Is taking modulus on both sides of an equation valid?
The problem is, "taking-mod-of-both-sides" is valid, but only gives a one way implication. If $z_{1} = z_{2}$ then $|z_{1}| = |z_{2}|$. But there are lots of possibilities for $z_{3}$,$z_{4}$ with $|z_{3}| = |z_{4}|$ and $z_{3} \neq z_{4}$, since modulus is not a one-to-one map.
When you look at ${\left(\frac{1+\mathrm{i}}{1-\mathrm{i}}\right)}^{n}$, this always has modulus $1$ for all values of $n$. But this just means it lies on the unit circle in the complex plane, it does not mean that it is equal to 1.
I'm sure you have learned that when solving equations, if you square both sides you can introduce spurious solutions. The point is that $$A = B \implies A^2 = B^2 $$ but the converse can fail. That's why we teach algebra students to check their answers back in the original equation.

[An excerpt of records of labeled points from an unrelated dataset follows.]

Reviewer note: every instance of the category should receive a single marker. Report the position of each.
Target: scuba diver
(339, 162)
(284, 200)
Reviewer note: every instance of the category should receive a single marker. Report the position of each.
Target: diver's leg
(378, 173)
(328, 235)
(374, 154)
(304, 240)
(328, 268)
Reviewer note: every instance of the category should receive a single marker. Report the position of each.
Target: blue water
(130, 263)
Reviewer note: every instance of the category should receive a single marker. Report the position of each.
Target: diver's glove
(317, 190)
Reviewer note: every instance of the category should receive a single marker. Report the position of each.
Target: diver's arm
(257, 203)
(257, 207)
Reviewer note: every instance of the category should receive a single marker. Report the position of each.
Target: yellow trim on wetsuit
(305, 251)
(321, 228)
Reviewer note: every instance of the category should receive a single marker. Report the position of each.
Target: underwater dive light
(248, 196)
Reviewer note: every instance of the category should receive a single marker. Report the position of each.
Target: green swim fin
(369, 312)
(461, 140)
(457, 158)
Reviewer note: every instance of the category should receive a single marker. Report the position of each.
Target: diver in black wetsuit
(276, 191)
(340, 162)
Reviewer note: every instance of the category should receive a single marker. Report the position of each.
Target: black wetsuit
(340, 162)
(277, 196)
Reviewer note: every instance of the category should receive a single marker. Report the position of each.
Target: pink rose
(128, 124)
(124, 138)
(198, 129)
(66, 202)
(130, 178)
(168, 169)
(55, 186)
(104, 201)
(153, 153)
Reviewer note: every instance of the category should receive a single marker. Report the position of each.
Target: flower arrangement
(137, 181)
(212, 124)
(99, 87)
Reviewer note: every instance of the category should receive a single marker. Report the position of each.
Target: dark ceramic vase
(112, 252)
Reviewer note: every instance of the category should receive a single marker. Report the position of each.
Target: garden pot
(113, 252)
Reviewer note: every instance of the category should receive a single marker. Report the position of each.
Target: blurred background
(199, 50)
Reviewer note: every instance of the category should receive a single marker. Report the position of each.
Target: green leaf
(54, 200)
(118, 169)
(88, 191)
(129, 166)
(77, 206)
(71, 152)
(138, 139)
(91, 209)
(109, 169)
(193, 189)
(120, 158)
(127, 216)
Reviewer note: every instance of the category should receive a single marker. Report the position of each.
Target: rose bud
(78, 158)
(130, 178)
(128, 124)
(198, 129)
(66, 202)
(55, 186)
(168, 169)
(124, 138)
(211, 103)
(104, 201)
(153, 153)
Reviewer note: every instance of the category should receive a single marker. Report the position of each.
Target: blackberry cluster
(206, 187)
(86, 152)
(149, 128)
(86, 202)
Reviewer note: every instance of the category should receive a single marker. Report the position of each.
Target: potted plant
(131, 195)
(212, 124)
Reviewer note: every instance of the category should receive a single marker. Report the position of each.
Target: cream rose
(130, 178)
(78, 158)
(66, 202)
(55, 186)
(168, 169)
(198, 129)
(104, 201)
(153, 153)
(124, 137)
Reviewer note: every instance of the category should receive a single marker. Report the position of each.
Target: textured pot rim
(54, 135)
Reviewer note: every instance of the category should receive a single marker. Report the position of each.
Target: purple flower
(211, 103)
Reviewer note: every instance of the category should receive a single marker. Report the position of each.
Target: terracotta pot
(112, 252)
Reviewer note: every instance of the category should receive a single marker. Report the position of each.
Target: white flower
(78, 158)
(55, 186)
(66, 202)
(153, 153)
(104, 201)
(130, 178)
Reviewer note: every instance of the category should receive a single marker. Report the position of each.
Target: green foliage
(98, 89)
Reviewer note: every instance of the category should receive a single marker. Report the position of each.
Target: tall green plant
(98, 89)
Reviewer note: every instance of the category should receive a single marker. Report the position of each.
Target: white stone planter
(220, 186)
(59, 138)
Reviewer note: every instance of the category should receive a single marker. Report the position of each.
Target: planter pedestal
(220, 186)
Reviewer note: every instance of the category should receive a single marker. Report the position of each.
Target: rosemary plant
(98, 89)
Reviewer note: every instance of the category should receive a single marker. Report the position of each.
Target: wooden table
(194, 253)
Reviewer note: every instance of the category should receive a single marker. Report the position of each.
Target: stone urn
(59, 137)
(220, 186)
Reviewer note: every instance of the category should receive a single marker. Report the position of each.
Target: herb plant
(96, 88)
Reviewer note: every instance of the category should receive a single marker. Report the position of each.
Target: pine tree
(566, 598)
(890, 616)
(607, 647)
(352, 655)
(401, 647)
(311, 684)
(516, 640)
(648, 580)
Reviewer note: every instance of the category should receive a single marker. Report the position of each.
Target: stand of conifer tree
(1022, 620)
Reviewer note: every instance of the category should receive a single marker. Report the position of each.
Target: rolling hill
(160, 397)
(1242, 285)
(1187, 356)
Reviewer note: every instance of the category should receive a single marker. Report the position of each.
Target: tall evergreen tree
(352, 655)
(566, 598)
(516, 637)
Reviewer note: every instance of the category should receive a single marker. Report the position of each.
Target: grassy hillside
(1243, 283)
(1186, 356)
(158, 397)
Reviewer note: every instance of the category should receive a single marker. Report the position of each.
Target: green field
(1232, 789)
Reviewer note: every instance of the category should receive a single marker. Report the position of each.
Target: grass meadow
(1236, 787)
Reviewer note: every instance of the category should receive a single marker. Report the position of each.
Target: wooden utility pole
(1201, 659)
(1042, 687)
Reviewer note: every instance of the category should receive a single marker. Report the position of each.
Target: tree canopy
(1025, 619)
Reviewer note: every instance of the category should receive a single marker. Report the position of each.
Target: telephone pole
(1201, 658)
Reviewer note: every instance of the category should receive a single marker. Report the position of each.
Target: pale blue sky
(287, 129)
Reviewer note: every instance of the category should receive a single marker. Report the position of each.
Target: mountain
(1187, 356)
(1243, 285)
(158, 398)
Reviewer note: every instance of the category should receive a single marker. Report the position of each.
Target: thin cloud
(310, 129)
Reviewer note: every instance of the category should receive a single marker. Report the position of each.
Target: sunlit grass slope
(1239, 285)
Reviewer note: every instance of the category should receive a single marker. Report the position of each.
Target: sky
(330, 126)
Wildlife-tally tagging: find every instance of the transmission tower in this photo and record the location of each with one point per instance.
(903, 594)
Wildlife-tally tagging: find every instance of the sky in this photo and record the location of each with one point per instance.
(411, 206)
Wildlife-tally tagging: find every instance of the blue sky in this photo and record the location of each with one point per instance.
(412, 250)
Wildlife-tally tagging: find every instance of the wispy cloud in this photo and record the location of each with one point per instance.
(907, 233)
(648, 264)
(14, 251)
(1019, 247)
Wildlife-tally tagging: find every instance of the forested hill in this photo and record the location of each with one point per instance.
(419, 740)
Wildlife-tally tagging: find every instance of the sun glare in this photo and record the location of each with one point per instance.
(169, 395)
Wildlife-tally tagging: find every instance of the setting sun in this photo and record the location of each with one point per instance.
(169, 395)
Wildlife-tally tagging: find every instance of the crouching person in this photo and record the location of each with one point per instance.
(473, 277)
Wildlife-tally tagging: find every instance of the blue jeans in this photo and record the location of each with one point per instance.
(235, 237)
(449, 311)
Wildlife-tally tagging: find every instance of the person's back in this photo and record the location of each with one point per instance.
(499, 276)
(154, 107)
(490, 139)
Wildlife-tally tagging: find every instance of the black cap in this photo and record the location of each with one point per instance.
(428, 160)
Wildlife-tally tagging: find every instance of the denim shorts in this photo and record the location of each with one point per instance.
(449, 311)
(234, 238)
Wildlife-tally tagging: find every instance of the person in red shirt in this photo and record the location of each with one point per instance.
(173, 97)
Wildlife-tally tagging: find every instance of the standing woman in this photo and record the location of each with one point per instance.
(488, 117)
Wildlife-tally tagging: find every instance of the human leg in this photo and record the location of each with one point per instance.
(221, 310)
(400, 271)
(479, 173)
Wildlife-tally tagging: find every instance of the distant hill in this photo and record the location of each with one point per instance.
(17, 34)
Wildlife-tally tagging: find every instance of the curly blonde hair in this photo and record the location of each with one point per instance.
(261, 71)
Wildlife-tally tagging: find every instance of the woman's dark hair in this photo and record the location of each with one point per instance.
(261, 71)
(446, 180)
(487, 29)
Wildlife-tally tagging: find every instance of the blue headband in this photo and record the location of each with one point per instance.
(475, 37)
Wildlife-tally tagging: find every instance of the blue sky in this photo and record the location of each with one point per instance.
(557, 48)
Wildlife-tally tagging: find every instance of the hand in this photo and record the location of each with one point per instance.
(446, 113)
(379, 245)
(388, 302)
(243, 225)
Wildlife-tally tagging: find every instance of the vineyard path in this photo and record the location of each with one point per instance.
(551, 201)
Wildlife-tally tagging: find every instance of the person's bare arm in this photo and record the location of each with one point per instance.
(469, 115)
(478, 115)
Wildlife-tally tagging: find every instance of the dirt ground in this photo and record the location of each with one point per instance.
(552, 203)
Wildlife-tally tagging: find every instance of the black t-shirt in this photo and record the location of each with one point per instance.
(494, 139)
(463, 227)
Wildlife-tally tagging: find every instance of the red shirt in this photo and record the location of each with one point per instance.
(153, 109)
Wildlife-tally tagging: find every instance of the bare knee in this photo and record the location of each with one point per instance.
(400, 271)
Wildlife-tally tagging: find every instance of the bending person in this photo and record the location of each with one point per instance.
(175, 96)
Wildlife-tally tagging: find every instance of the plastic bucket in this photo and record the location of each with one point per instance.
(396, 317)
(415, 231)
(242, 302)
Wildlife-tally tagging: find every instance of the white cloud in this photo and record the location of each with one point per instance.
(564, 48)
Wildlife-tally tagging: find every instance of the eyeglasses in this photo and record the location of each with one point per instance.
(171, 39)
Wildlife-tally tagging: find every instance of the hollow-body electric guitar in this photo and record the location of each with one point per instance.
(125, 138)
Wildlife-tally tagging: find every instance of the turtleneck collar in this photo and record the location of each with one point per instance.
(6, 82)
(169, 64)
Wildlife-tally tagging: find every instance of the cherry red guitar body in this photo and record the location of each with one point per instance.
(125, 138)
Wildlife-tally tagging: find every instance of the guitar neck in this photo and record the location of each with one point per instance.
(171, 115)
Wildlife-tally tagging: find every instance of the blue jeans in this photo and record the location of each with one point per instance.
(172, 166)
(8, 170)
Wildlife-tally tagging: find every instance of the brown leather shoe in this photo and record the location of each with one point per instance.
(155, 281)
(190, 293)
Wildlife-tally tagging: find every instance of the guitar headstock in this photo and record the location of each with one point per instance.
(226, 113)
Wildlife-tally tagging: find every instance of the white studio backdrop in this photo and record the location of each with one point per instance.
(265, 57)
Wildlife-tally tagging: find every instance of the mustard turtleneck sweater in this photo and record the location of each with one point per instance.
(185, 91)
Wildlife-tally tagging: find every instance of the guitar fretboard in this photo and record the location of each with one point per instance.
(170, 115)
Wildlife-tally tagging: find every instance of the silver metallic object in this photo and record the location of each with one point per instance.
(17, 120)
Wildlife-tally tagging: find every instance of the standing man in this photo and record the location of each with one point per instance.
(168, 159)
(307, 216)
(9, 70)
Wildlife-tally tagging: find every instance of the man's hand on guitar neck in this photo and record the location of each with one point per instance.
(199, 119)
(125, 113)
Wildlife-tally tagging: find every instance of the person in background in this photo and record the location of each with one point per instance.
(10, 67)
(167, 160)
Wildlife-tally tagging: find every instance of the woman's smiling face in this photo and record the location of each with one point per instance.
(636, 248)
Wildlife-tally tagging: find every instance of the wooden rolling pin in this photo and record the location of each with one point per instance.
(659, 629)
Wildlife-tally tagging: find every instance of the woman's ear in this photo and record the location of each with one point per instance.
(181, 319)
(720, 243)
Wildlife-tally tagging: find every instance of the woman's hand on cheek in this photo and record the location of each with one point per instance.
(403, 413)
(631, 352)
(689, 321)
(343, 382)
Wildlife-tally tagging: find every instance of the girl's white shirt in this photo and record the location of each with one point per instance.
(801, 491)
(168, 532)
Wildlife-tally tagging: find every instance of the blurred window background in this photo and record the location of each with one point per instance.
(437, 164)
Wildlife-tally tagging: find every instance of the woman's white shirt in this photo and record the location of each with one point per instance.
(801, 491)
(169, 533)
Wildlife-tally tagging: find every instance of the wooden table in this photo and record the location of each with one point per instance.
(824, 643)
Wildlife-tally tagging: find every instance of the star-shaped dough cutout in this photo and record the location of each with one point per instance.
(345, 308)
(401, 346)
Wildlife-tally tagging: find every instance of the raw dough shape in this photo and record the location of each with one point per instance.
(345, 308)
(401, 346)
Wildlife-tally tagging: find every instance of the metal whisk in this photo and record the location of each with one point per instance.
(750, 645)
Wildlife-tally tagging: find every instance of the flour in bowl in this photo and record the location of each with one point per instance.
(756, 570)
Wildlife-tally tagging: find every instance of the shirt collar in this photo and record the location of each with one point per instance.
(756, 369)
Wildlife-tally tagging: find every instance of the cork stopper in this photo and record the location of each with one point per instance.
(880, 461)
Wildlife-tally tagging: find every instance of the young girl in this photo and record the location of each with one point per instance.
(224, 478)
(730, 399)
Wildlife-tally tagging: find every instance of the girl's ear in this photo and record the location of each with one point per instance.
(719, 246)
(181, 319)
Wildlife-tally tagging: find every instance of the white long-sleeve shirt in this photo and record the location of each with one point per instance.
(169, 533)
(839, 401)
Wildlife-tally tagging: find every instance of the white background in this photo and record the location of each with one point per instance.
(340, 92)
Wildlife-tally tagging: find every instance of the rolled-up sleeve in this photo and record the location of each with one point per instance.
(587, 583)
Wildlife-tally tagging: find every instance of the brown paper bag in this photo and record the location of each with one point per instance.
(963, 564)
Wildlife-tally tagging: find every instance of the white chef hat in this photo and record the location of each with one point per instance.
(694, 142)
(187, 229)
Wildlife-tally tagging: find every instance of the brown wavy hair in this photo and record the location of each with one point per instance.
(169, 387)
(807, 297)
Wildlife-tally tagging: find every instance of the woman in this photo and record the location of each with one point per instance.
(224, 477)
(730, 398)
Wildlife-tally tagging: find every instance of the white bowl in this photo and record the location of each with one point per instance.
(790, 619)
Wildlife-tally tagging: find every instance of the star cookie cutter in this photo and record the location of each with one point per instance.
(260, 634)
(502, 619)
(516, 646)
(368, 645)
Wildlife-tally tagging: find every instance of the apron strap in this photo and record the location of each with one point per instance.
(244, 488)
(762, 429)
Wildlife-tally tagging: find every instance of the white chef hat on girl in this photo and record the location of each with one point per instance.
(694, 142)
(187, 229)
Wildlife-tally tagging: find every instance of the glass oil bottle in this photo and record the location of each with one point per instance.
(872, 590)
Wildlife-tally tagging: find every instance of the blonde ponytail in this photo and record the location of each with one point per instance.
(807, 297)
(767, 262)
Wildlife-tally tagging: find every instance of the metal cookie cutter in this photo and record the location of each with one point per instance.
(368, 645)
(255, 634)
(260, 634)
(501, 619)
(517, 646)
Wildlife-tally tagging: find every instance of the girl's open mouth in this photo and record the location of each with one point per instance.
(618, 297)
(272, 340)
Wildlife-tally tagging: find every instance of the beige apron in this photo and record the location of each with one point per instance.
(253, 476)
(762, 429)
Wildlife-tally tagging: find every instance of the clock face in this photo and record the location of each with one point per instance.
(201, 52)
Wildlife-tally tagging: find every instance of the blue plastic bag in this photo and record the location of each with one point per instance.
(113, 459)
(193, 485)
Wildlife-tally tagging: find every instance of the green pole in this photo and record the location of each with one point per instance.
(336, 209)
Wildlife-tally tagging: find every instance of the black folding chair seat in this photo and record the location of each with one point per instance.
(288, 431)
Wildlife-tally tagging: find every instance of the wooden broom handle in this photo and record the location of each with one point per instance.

Taking the modulus on both sides of the equation has the same effect: $$A = B \implies |A| = |B| $$ but the converse can fail, for example $|i|=|1|$ but $i \ne 1$.
When you took the modulus on both sides of your equation, you introduced spurious solutions. So you have to check each solution to see if it satisfies the original equation.